GSK3 signaling and the TSC/mTOR pathway

Mutations in Tsc1 and Tsc2 cause tuberous sclerosis, a disease characterized by tumor predisposition and neurological abnormalities including epilepsy, mental retardation, and autism¹⁰⁰. TSC1/TSC2 act as a heterodimer that negatively regulates mammalian target of rapamycin (mTOR) signaling¹⁰¹. Upon activation of the PI3K/AKT pathway, AKT induces inhibitory phosphorylation of TSC2, by which its GTPase activating protein (GAP) activity towards Rheb is reduced, subsequently leading to the activation of mTOR kinase (Fig. 4). mTOR in turn phosphorylates translational regulators, such as ribosomal S6 kinase (S6K) and eukaryotic translation initiation factor 4E-binding protein (4EBP), and thereby induces protein synthesis^102-104. It has been suggested that inactivation of the TSC1/TSC2 complex and subsequent mTOR activation in a single neurite regulates axon formation by inducing the translation of polarity proteins such as SAD kinases¹⁰⁵. Supporting this notion, phosphorylated forms of S6K and 4EBP were enriched in the axon during polarization, suggesting local activation of mTOR signaling^{105, 106}. Together with the aforementioned elevation of SAD kinase activity by LKB1⁶⁷, the control of SAD protein levels by TSC/mTOR signaling might play a role in axon specification. Because GSK3α-S21A/GSK3β-S9A double knock-in mice show normal neuronal polarization⁹², AKT phosphorylation of TSC2 has been suggested as an alternative mechanism to convey PI3K/AKT signaling.

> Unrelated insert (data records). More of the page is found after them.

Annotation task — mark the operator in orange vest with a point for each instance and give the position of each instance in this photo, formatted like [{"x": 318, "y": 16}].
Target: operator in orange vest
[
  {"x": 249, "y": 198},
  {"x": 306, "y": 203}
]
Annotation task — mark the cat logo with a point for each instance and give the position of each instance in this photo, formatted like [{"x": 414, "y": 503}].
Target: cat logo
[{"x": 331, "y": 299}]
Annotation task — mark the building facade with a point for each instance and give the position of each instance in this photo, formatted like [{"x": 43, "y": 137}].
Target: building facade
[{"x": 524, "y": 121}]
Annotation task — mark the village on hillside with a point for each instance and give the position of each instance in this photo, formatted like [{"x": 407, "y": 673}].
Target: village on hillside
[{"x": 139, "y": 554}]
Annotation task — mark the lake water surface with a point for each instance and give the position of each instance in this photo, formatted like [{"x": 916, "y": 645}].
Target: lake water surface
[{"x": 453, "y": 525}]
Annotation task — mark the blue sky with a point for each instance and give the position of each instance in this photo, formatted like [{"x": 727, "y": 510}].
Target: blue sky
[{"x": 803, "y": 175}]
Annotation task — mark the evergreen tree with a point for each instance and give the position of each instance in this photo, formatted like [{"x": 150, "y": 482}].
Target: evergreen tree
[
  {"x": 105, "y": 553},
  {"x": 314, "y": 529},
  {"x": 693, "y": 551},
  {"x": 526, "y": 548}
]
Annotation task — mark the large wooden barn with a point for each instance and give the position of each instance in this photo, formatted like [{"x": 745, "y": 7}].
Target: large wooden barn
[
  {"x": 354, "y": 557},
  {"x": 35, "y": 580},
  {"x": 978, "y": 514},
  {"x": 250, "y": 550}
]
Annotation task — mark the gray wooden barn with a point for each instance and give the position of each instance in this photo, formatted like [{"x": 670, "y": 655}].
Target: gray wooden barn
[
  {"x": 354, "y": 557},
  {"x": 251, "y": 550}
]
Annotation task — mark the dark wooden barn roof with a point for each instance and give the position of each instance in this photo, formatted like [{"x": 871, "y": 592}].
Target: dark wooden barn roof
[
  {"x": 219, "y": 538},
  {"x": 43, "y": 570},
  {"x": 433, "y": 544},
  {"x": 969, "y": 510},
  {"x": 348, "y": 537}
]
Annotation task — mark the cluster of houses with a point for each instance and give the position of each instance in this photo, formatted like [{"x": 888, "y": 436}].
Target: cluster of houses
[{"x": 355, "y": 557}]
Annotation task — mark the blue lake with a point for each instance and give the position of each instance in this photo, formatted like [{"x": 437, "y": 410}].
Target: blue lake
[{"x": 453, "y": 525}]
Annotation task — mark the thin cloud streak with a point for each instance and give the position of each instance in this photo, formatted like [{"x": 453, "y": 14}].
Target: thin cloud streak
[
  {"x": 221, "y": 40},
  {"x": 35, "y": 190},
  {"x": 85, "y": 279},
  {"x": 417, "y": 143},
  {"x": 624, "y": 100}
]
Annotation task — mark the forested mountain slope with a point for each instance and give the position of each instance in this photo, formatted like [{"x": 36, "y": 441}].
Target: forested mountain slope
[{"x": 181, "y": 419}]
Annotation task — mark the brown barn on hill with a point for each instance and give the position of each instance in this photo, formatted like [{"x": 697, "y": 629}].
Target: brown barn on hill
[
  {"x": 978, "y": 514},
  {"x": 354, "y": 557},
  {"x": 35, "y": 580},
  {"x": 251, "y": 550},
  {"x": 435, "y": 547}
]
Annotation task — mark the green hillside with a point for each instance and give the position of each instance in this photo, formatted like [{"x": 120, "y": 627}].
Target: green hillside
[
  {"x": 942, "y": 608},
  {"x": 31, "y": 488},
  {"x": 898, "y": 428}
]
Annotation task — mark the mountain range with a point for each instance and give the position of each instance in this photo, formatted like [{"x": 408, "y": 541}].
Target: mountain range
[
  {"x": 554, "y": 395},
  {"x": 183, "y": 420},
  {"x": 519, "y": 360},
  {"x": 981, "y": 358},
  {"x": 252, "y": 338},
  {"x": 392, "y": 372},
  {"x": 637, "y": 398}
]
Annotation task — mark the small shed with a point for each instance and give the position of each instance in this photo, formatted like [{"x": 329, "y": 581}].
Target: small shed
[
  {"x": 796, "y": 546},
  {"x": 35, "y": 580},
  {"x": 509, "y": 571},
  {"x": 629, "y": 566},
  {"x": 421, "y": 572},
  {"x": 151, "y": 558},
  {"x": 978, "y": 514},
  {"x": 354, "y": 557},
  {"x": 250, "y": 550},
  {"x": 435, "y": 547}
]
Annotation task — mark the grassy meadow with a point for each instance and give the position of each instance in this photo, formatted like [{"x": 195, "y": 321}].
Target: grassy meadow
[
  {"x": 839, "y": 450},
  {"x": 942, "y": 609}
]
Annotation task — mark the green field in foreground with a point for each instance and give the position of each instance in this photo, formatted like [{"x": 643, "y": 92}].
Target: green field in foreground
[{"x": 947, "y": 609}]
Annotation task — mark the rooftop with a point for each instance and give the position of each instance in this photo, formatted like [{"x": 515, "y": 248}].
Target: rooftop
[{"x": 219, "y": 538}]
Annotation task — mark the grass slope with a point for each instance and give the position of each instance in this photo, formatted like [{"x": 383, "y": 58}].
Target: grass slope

Notably, a direct interaction between TSC/mTOR signaling and GSK3 has been reported in the regulation of cell growth. Inoki et al.¹⁰⁷ showed that inhibition of GSK3 is sufficient to activate mTOR-dependent protein translation through regulation of TSC2 phosphorylation. It is thus plausible that suppression of GSK3 activity in the axonal growth cone has a role in the activation of local translational machinery for the synthesis of key proteins for axonogenesis. Interestingly, mTOR activation in the axon leads to local translation of Crmp2 and Tau, both of which are GSK3 substrates¹⁰⁶. It will be of particular interest to investigate whether the suppression of GSK3 activity at the tip of the axon controls neuronal development by regulating local translation of polarity genes, including its own substrates, in addition to directly controlling microtubule dynamics by regulating MAP phosphorylation.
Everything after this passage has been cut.